Low-intensity internet delivered cognitive behaviour therapy (iCBT)
The potential impact on access, outcomes and cost of using low-intensity internet-delivered cognitive behaviour therapy (iCBT) for people in IAPT services as a prequel to high intensity therapy (HIT) for depression and anxiety disorders.
SilverCloud Health (Dublin Offices)
Duration of Study in the UK
0 years, 6 months, 1 days
Depression and anxiety disorders have been ranked high among the leading causes of disease burden throughout the world. Lifetime prevalence of anxiety rates are estimated to be between 4.3-5.9%. It is also expected that by 2030, depression will overtake other chronic illnesses and heart disease as the most common and prevalent disease.

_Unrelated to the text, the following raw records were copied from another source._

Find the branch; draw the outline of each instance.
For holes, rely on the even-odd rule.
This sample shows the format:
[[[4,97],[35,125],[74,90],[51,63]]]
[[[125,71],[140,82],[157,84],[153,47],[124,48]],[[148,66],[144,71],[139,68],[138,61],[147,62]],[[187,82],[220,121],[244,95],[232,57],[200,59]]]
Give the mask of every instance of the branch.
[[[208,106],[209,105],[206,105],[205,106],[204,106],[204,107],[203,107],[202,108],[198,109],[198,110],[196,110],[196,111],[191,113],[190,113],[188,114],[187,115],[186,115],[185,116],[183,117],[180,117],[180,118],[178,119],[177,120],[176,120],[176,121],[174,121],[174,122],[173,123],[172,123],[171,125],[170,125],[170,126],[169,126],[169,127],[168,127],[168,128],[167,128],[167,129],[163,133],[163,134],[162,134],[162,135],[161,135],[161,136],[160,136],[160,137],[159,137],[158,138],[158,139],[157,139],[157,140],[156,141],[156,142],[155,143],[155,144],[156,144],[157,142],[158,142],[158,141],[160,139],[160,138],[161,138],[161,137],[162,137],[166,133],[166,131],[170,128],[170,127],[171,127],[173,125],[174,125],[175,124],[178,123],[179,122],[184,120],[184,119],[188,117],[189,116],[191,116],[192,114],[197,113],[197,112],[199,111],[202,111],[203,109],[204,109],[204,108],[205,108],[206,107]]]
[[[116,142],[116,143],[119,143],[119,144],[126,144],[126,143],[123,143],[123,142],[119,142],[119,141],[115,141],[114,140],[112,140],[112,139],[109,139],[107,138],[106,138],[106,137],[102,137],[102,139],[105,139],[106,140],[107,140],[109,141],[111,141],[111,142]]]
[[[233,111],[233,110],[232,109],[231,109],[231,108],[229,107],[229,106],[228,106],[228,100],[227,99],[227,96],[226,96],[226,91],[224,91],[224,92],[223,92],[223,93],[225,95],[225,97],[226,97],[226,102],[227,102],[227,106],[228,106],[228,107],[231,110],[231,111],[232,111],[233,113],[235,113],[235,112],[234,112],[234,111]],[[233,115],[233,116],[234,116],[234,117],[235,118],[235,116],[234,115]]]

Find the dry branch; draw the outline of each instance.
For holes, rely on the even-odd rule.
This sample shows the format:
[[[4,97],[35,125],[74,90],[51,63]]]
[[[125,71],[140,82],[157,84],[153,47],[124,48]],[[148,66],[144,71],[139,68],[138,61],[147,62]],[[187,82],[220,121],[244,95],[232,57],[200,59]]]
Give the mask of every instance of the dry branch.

With the massive emphasis that has now been placed on mental health, the UK’s National Health Service has introduced the improving access to psychological therapies (IAPT) programme with the goal of treating those with anxiety and depressive disorders. The most common treatment for these disorders is cognitive behavioural therapy (CBT), with internet-delivered cognitive behavioural therapy (iCBT) being a suitable IAPT approved treatment for individuals requiring step 2, low-intensity treatment. Success has been observed for iCBT treatments at the step 2 level, however its applicability to those who require step 3 intervention is relatively unknown. As such, the current study will endeavour to investigate some of the potential impacts on outcomes (clinical, functional and cost) of using low-intensity internet-delivered cognitive behaviour therapy for people in IAPT services at step 3 as a prequel to high intensity therapy (HIT) for depression and anxiety disorders.